It is widely recognized that the federal estate tax laws must and will be revised. The current law was enacted in early 2001 shortly after President Bush was first elected President. At that time the United States enjoyed a budget surplus in the area of $400 billion, and Alan Greenspan, Chairman of the Federal Reserve, advised Congress that he contemplated that in approximately 15 years the entire federal debt would be paid off and eliminated!
The economic outlook was particularly rosy in early 2001. Therefore, noting the budget surplus and at the urging of President Bush, Congress promptly passed a $1.4 trillion dollar tax cut, which included a substantial reduction in estate taxes. However, to conform to budgetary restrictions the estate tax reduction was limited to the following 10 years.
As a result of the provisions for revocation and then reinstatement of the federal estate tax, it is generally accepted that in the next several years the estate tax laws will be revised. However, it is essentially a political decision as to what changes will be made. At one time the Democrats were willing to accept an estate tax exemption of $3 to $3.5 million and the Republicans were willing to accept far less than total revocation of the estate tax.
With the reelection of President Bush and the increase in Republican control of Congress, it appears that if a new estate tax law is enacted prior to the next election that the federal estate tax exemption will be fixed at not less than approximately $3.5 million. This is not to say that the exemption will be increased immediately, but only that whatever exemption is fixed will apply with respect to 2009 or 2010 and thereafter. No change in the exemption for the prior years is anticipated.
There are several reasons why full revocation of the federal estate tax does not appear plausible. A primary reason is that economic circumstances have materially deteriorated since early 2001. We suffered through a recession with major stock market losses, we are now engaged in the war on terrorism, we were involved in the war in Afghanistan and we are now deeply enmeshed in the war in Iraq. Moreover, the dollar has substantially declined relative to the Euro and many other foreign currencies and we are sustaining major trade and budget deficits. In short, the rosy economic glow of early 2001 has diminished considerably.
Another reason for doubting full revocation of the estate tax is the recognition that it would change the nature of our society. Success in America is based on work and achievement. We are a meritocracy and not a royalty. To fully revoke the estate tax, especially for persons with $50 to $100 million or more, would be to create a type of royalty. Moreover, many persons would view revocation of the estate tax as an effort to protect the interests of the ultra wealthy and contrary to the long term interests of our nation.
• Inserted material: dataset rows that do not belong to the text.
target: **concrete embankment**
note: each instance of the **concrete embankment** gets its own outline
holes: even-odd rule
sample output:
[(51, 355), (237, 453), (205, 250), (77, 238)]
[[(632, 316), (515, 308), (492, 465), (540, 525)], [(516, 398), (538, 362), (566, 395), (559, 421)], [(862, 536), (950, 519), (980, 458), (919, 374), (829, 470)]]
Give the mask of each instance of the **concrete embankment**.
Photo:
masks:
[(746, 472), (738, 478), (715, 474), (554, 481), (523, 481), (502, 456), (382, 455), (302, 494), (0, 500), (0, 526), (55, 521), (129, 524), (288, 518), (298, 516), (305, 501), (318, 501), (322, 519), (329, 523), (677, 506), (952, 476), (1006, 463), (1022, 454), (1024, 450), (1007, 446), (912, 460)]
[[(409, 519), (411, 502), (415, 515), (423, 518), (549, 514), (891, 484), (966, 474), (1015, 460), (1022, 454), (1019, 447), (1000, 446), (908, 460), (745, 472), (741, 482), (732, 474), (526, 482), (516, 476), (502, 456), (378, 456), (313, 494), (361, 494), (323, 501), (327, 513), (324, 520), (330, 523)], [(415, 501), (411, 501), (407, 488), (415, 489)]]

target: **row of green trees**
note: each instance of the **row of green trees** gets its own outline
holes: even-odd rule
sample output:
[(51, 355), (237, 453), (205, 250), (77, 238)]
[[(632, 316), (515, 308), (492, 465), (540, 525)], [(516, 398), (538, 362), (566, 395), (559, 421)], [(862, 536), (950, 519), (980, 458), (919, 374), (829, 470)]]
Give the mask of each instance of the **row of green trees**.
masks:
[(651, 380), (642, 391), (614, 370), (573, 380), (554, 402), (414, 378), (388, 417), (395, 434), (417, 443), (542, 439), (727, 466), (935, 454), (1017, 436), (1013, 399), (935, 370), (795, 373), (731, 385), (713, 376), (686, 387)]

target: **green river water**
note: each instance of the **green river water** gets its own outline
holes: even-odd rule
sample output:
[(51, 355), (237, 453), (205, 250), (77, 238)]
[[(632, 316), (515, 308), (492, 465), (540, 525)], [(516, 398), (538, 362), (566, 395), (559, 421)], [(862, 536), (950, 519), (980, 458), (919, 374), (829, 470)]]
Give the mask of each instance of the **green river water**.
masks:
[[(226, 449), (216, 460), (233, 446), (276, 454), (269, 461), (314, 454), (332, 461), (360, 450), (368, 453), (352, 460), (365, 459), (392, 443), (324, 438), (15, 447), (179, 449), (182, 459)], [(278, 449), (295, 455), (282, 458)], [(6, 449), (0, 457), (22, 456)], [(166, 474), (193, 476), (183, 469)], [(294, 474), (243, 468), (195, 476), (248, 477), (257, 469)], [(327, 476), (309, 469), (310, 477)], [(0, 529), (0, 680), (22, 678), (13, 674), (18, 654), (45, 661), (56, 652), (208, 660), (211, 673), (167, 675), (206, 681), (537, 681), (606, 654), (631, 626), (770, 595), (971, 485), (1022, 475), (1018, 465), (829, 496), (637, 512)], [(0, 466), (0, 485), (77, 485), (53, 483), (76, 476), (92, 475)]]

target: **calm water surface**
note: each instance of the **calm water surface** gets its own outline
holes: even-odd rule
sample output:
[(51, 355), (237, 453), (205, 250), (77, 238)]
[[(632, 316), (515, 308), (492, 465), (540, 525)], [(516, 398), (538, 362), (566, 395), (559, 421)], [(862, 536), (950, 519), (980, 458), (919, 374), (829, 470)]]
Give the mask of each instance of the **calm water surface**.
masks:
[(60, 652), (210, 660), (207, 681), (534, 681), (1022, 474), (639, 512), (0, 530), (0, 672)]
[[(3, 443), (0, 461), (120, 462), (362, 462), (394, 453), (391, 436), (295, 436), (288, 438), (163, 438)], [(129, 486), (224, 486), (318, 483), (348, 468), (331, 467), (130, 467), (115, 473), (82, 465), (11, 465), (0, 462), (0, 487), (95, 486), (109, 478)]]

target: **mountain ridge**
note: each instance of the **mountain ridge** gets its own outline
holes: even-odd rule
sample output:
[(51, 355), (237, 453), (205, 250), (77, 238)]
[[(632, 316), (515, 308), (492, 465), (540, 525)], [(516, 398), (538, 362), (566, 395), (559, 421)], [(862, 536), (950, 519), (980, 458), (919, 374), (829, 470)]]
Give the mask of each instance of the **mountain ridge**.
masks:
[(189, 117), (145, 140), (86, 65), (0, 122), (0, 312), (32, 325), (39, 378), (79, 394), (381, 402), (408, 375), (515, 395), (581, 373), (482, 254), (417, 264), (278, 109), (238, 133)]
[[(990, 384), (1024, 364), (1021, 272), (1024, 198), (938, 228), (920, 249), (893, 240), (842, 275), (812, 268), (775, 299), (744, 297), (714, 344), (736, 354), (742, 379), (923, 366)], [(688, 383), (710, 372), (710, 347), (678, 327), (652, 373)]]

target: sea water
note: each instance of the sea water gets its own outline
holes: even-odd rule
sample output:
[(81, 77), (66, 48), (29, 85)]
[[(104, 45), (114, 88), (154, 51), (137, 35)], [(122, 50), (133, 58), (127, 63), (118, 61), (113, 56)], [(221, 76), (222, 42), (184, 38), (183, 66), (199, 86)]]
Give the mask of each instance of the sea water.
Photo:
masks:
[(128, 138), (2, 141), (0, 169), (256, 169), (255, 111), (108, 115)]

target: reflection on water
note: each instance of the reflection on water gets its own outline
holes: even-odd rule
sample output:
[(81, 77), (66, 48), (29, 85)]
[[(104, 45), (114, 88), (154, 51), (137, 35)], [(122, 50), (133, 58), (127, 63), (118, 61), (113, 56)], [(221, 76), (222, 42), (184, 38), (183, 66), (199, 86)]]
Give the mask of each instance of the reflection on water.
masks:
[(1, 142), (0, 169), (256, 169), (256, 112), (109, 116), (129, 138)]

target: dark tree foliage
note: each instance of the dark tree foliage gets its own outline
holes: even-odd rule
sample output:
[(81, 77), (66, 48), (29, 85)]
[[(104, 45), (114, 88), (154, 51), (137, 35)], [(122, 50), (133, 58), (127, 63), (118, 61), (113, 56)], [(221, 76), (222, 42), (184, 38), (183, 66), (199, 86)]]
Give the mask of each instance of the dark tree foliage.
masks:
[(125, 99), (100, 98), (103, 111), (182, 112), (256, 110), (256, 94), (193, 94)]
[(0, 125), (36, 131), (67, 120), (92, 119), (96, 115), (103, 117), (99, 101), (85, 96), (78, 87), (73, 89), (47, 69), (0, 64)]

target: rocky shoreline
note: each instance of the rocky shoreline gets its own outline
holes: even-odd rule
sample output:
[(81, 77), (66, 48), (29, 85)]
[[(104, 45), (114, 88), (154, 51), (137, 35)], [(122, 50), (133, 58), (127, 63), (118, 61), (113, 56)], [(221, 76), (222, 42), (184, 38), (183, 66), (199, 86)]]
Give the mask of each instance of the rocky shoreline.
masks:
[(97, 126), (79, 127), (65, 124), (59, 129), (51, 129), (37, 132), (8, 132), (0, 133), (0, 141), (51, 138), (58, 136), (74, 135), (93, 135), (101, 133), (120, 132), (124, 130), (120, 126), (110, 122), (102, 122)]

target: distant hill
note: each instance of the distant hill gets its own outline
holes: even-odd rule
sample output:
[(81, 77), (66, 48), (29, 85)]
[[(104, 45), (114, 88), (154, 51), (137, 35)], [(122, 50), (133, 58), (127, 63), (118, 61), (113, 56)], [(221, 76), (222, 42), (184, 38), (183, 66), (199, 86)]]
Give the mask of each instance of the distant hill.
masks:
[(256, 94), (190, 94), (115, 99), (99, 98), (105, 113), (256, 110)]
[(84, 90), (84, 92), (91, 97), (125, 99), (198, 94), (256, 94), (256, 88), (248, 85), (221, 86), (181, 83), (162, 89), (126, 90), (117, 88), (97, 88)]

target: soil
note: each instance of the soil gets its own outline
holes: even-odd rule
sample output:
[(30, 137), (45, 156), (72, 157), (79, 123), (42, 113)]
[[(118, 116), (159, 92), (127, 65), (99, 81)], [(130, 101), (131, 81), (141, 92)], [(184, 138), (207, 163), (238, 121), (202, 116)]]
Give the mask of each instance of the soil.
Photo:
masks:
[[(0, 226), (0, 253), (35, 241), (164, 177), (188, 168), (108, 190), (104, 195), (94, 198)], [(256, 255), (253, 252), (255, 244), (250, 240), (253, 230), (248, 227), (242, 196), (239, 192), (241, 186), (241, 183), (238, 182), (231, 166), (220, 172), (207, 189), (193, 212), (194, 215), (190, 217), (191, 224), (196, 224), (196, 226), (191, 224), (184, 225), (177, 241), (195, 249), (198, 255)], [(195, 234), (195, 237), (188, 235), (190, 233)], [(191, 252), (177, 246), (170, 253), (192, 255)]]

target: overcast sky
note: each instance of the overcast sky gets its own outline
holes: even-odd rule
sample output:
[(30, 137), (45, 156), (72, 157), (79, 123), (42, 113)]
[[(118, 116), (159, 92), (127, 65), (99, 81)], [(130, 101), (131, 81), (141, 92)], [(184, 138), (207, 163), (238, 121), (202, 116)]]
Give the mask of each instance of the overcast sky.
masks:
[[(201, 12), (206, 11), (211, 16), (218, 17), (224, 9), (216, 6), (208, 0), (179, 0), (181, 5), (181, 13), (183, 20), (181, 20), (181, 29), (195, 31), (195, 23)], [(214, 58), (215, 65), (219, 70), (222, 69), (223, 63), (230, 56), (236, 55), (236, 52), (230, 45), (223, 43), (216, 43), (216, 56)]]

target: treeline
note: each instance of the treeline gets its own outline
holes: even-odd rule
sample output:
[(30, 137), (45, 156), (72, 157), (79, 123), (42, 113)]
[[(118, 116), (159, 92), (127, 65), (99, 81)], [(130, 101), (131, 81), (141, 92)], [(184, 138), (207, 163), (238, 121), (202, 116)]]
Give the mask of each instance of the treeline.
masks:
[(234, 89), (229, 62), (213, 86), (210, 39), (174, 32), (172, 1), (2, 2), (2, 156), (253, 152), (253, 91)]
It might seem difficult to undertake estate planning during such uncertain times. However, this is not really the case. The general rule should be to undertake such estate planning strategies as may seem appropriate, but to avoid incurring any gift taxes inasmuch as the estate tax exemption might be considerably greater in the future, and that as a result estate taxes possibly avoided. Moreover, there are many estate planning strategies available that will not result in gift taxes.
It is noted that some estate planning strategies not only result in estate tax savings but also in protecting assets for heirs and beneficiaries, such as protecting assets from creditors, a future spouse and the inclinations of immature children. Therefore in addition to saving estate taxes, estate planning should be considered in the broader sense of serving the needs of the family and all of its various members.